The parents [of a chronically ill child] call in a ritual expert (tanyi, the father of twins' himself) to perform a ceremony to cut him off from his friend. An effigy is made of the child from a plantain stem; a deep pit is dug; the child is placed inside as if in burial but at the last minute before the pit is filled the child is whisked out and replaced by the effigy. In this way the unborn twin is fooled and will cease preying on his 'friend'. (1969a:218)

It seems reasonable to assume that a high proportion of the parents who take this step are faced, not long after, with the death of their child and an actual burial. The mock burial probably serves in many cases as a rehearsal for a very stressful event, as a way of structuring and inter-relating the feelings of grief, loneliness, guilt, despondency and so forth that are immanent in the situation. What more can one do than to relinquish one's child and yet snatch it back from efeng?
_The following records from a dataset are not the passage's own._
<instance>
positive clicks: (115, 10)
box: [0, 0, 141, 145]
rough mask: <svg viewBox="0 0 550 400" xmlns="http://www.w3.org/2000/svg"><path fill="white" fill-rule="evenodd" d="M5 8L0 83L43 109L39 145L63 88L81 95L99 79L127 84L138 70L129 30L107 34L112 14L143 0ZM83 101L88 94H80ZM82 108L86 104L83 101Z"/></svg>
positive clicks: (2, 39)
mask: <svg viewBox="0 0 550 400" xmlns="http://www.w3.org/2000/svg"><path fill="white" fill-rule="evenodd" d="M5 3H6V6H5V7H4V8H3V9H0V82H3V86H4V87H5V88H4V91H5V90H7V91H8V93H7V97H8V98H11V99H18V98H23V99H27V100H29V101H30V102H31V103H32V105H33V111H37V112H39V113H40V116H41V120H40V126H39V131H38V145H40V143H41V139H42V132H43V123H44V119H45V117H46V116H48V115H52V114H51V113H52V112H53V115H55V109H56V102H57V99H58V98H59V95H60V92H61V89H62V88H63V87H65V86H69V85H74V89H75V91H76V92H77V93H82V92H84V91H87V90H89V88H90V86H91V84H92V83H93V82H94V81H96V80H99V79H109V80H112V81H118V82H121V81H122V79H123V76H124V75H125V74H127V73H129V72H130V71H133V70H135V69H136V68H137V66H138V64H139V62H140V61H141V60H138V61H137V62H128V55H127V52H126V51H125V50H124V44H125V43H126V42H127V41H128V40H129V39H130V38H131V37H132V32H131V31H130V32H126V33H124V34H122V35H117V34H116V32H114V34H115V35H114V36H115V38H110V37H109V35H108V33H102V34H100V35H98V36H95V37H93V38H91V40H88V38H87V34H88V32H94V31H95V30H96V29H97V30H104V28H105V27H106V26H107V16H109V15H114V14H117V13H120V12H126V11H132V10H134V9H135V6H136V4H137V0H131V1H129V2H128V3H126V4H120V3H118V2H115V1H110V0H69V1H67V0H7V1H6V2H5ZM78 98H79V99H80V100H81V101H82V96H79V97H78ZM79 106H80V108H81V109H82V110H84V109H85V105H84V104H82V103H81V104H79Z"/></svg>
A belief system which makes such feelings communicable does not remove their cause, and does not diminish their intensity, but it does allow them to be connected systematically to patterns which recur throughout experience and thus to be acceptable, to make sense, to the individual mind.

Afterword

Lest this discussion end with the impression that the Bangwa are in a situation of perfect homeostasis, I think it is necessary to mention again the exceptionally high rate of population growth among them and neighboring groups. The instability this growth suggests is most probably due to the introduction of medical technology without regard to its systematic impact. To the extent that modern "death control" is effective in Bangwa, the belief system described here will fail to reflect the new reality, and if this analysis is correct, one would predict increasing disruption or "noise" in their social practices and in their attempts to render events meaningfully to themselves and each other.

It is distressing to observe that medical intervention among "the natives" so often lacks the wisdom found in traditional belief systems, such as the Bangwa, that there is more to the context we depend upon than that which we directly observe and command.

Whether or not there is any efficacy to these beliefs, beyond whatever psychological protection they offer to parents, is beyond the scope of this paper. I will only mention that one of my students, an Igbo from eastern Nigeria, told me that the mock burial is done in his home community, but only if the child is two or more years old so that he or she "can see and understand that they have been redeemed" from the grave.